I am now setting up one of my two AMD E350 board systems (Gigabyte GA-E350 WIN8) as a Mint testbed. What I need to do with it as a very high priority is to work out how to add RAID-1 to my Main PC at home as this has the disks but it was not set up when I installed or since because there are no nice GUIs unlike Windows. In other words I will probably have to move /home off the disk it is on to a disk that goes into the removable drive bay, then configure the RAID-1 and then migrate /home back to the RAID-1 array. So that is what the testbed is for. After I have finished with that it will become a Windows 10 testbed so I will have a Windows 10 computer in the house after all. But it will only be used for testing easyworship to start with.

The retreat from Lubuntu has now been completed with the second AMD E350 (identical motherboard to the other) also being installed with Linux Mint. But I continue to have a pen drive dedicated to the Lubuntu64 installer, and use it on some virtual machines. As I have stated above it is a great system for 4 GB or less of memory; once you are able to get as high as 8 GB, its advantages are no longer so clear cut because the CPU spec or speed is not so significant when such a large amount of RAM is installed. The second AMD E350 is in my workshop and will have a wireless connection to another network. It is being used primarily for work related to that network, which is not very much work at all at the present time. But hopefully the wireless connection will work well. I have had sooo much fun with a little Edimax nano adapter supposedly rated to 150Mbps which seems to be able to get real-world about 5Mbps on my home Wi-fi. So using another wireless antenna I have here I hope to be able to get a much faster speed. Well indeed I eventually tested with a much better Edimax solution, a wireless 802.11ac USB adapter with a big aerial on it. It turns out to be at least 5-10 times faster particularly on a 802.11ac network.

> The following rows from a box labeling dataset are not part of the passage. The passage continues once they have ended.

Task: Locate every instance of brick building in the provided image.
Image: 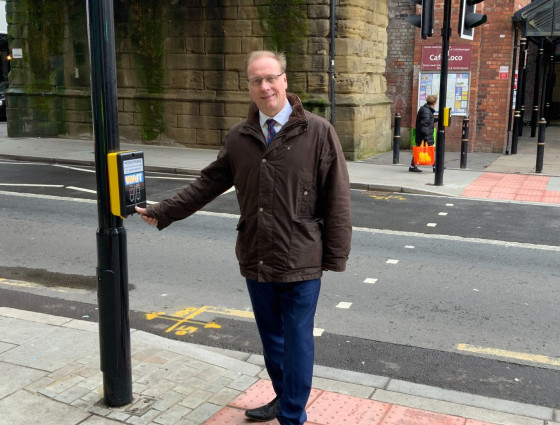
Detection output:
[386,0,560,153]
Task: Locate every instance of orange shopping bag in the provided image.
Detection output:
[412,141,435,165]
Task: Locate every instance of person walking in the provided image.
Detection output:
[408,95,438,173]
[136,51,352,425]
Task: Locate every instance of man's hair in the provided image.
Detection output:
[245,50,286,75]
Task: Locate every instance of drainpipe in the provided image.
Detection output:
[506,24,519,155]
[329,0,336,125]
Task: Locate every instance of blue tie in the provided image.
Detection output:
[266,118,276,145]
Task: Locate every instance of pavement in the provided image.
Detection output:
[0,125,560,425]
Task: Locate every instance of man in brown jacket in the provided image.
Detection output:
[137,51,352,425]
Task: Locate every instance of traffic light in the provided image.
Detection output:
[406,0,434,40]
[459,0,487,40]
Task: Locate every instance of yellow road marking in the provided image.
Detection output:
[145,305,255,335]
[457,344,560,366]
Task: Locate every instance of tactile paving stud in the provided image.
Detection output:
[307,392,391,425]
[382,406,466,425]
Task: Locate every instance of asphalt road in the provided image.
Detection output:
[0,162,560,407]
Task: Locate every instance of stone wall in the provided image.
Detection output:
[7,0,391,160]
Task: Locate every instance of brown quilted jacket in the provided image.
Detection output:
[148,93,352,282]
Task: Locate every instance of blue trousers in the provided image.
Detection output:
[247,279,321,425]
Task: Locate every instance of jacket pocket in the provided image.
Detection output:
[288,219,323,269]
[235,217,248,265]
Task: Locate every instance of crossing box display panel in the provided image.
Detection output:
[107,151,146,218]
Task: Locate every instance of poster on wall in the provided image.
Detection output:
[417,72,470,116]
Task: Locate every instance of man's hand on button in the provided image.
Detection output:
[135,207,158,226]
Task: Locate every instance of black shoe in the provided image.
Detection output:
[245,397,280,422]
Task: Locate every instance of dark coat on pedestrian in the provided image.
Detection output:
[147,93,352,282]
[416,103,437,146]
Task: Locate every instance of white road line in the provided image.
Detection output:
[0,190,560,252]
[0,160,47,165]
[0,183,64,187]
[143,174,196,180]
[66,186,97,193]
[0,190,97,204]
[53,164,95,173]
[352,227,560,252]
[313,328,325,336]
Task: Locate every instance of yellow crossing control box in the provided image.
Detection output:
[443,108,451,127]
[107,151,146,218]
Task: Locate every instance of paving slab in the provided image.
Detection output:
[0,390,91,425]
[0,362,47,399]
[0,319,99,372]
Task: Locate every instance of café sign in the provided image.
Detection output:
[422,45,472,71]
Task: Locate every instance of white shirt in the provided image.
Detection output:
[259,100,292,140]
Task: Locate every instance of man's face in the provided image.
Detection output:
[247,56,288,117]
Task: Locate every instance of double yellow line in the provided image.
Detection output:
[456,344,560,366]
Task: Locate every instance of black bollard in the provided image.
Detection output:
[511,111,523,155]
[461,117,469,168]
[393,112,401,164]
[535,118,546,173]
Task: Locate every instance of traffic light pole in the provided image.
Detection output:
[434,0,451,186]
[87,0,132,407]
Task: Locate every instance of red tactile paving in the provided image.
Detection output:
[307,392,391,425]
[461,173,560,204]
[204,380,504,425]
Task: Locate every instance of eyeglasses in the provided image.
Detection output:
[247,72,284,87]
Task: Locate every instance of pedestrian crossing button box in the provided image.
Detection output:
[107,151,146,218]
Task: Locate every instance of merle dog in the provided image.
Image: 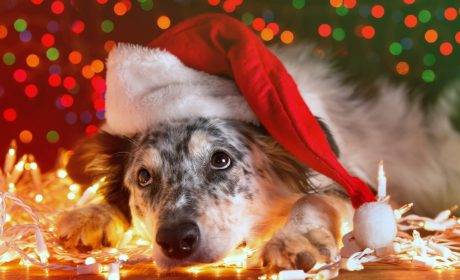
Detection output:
[57,46,460,271]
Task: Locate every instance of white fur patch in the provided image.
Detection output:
[106,44,257,135]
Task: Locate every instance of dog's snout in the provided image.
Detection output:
[156,222,200,259]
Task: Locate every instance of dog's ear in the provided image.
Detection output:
[66,131,131,221]
[315,117,340,157]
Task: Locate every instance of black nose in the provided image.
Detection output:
[156,222,200,259]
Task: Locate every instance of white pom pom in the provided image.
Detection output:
[353,202,397,249]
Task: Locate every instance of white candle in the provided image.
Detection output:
[377,160,387,199]
[3,139,17,173]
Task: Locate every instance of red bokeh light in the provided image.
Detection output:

Another thing I am trying on my two work PCs is using Chrome instead of Chromium. Since it turns out Google makes a release of the full Chrome product for Linux alongside Chromium which is the open source part of the Chrome package. The newest one also has Firefox Developer installed from a source other than Ubuntu Make, which I could not find to install. I got FFDE from the Mozilla site instead. Once it is extracted you need to copy the firefox folder to somewhere, for example /opt (with root privileges needed) and then make a firefox-dev.desktop file for the menu entry which you put into ~/.local/share/applications where the Cinnamon menu thingy will pick it up automatically. The contents could look something like this (the firefox folder has been renamed to firefox_dev):

[Desktop Entry]
Name=Firefox Developer
GenericName=Firefox Developer Edition
Comment=Firefox Developer Edition Web Browser.

This has worked just as well as the Umake version.